The PC port of 'Arkham Knight' remains one of the biggest debacles in gaming history, and instead of opting to delay the game further, the game was forced out the door in an unfinished state for PC.

While this has not been confirmed internally or externally, it is not difficult to imagine that the game was simply not running well on older hardware and developers Warner Montreal felt it simply wasn't worth the time and resources.

As stated, this could be an instance of developers leaving money on the table.

The current console generation has been dominated by shortages of consoles, the PlayStation 5 in particular.

Sales have steadily increased over the last few months, but the PS5 is still lagging behind PS4 sales at this stage of its lifespan.

The PlayStation 4 and Nintendo Switch have both sold over 100 million units in their lifetime, and simply waiving that existing fanbase for the sake of technological limitations is either a foolish or shrewd move depending on who you ask.

The answer to this question is simple; it is a matter of economics and business management.

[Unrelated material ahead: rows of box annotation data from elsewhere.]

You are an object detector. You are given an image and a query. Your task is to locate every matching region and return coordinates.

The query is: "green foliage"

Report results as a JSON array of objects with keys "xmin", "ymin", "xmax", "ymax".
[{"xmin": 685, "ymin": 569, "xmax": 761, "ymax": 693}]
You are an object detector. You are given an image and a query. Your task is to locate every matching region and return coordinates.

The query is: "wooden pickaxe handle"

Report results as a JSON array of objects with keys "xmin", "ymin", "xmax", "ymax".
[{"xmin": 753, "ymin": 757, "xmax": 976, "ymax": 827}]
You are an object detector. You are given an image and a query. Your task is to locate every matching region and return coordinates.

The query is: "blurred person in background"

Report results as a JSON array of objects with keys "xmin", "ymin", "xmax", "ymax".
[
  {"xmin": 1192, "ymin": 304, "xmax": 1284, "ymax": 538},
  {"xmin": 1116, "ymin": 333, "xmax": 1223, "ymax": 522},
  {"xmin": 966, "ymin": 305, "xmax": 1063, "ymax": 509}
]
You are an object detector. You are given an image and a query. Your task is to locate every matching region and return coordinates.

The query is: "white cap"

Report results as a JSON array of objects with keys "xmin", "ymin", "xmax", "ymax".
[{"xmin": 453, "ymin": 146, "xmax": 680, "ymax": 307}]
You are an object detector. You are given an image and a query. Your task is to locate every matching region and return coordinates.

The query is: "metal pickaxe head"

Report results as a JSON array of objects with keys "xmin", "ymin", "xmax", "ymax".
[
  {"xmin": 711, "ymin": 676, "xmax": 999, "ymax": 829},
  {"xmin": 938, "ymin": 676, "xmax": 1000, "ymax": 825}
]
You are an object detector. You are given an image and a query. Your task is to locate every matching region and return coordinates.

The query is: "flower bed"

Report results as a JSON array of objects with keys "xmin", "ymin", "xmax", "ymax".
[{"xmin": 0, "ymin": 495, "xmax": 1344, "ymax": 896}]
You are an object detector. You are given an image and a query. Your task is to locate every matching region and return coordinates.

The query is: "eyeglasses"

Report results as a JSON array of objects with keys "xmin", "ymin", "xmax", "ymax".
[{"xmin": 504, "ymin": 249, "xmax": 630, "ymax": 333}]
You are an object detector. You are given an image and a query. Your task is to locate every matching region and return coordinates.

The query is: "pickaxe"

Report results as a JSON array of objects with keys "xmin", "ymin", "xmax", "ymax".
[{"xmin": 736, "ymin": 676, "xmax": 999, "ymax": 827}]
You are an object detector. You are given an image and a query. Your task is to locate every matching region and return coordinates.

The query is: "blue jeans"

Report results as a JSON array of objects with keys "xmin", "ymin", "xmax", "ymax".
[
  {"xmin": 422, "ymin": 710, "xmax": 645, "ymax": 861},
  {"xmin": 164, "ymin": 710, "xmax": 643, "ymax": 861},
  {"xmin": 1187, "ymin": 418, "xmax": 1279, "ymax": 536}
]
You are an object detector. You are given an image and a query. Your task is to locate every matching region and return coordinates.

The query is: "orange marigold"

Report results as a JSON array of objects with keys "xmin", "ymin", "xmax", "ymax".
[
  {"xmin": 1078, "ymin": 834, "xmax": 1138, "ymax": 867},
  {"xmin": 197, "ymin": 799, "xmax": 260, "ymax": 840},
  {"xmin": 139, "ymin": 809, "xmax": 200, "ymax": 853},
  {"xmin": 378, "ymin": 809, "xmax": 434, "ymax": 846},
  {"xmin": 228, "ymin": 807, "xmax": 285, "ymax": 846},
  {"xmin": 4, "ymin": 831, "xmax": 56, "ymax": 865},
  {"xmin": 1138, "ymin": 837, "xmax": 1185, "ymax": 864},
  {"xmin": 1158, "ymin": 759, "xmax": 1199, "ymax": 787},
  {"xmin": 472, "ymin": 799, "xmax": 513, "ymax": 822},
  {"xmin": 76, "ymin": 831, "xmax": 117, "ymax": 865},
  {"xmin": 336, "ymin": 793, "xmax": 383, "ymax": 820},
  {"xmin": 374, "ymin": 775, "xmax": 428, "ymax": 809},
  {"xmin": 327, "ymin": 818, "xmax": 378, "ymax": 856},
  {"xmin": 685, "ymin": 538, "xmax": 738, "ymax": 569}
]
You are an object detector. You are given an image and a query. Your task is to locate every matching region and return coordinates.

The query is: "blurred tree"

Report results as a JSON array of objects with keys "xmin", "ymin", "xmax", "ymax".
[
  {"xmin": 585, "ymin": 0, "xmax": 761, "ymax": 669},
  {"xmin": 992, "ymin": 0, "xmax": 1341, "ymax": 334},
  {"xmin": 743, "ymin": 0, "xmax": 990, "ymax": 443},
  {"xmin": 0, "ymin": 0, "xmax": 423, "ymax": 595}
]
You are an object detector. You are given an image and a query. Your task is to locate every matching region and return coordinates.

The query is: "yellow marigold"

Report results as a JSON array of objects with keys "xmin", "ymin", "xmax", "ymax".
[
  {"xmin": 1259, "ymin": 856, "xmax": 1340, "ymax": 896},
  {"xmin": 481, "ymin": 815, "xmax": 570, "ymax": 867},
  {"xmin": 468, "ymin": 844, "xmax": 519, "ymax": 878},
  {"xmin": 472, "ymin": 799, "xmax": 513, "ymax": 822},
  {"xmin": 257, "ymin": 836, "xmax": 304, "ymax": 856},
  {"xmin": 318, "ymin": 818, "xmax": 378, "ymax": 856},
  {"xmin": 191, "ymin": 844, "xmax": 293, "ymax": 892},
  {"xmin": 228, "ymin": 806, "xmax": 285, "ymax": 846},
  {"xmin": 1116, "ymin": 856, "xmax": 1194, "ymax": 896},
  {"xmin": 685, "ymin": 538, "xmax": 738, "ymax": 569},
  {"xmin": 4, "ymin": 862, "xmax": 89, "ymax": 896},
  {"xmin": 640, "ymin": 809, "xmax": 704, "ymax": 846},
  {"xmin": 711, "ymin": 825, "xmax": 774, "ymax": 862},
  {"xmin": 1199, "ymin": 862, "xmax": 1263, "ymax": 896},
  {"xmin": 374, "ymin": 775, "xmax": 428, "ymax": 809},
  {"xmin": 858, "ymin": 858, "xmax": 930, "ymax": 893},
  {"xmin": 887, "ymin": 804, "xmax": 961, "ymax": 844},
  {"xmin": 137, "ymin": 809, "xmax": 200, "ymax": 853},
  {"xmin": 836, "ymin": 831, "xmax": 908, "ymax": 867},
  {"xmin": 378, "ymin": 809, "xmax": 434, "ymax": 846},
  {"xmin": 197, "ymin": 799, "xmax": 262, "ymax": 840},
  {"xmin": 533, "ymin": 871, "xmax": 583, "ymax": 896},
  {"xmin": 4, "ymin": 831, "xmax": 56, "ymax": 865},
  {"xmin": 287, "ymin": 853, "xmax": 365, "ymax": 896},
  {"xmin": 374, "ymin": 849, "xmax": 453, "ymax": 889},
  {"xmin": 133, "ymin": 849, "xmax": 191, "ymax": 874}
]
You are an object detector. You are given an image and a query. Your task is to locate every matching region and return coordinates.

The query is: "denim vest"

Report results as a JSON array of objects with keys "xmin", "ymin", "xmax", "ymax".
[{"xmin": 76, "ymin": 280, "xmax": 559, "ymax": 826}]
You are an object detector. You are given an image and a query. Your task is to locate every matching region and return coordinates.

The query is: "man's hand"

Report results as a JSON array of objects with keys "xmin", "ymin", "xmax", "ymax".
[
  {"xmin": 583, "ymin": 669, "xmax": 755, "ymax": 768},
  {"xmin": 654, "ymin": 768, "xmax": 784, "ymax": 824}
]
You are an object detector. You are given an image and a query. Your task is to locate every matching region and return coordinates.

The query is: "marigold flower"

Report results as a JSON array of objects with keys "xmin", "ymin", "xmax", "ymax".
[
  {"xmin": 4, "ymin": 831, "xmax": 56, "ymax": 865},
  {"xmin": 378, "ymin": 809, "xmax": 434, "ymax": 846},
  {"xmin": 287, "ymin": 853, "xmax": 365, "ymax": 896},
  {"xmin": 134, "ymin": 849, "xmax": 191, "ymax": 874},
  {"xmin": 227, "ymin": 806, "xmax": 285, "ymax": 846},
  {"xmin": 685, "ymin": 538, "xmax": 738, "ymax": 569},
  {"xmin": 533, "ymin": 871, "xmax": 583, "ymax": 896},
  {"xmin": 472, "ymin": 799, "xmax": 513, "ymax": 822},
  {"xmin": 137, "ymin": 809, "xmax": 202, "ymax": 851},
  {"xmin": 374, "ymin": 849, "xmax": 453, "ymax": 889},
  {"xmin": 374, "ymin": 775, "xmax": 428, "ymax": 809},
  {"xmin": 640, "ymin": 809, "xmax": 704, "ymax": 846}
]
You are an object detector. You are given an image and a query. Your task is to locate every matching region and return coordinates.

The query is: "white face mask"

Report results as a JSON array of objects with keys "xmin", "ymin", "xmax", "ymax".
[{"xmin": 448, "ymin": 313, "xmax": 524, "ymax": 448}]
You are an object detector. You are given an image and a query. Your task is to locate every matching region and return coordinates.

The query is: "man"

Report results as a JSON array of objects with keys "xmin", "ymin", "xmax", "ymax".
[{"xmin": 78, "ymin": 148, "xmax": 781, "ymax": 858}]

Gaming is a billion-euro industry and one bad game could be enough to send a developer into obscurity or bankruptcy, such is the competition.

Just ask Silicon Knights what releasing 'Too Human' did to their bottom line.

In the case of 'Too Human', the game was famous for going over budget and for starting life as a PS1 game before being released on the Xbox 360 in 2008.

Making games for multiple consoles is time-consuming, and expensive.

By releasing a game in the best possible state on the best possible hardware, this, in theory, gives developers their games a fighting chance of making a profit.

In this instance, the penny-pinching comes from the very top, which means cutting games for older hardware.

As the console generation progresses, expect more and more last-gen ports to be cancelled.

As James Hetfield once said, "Sad But True."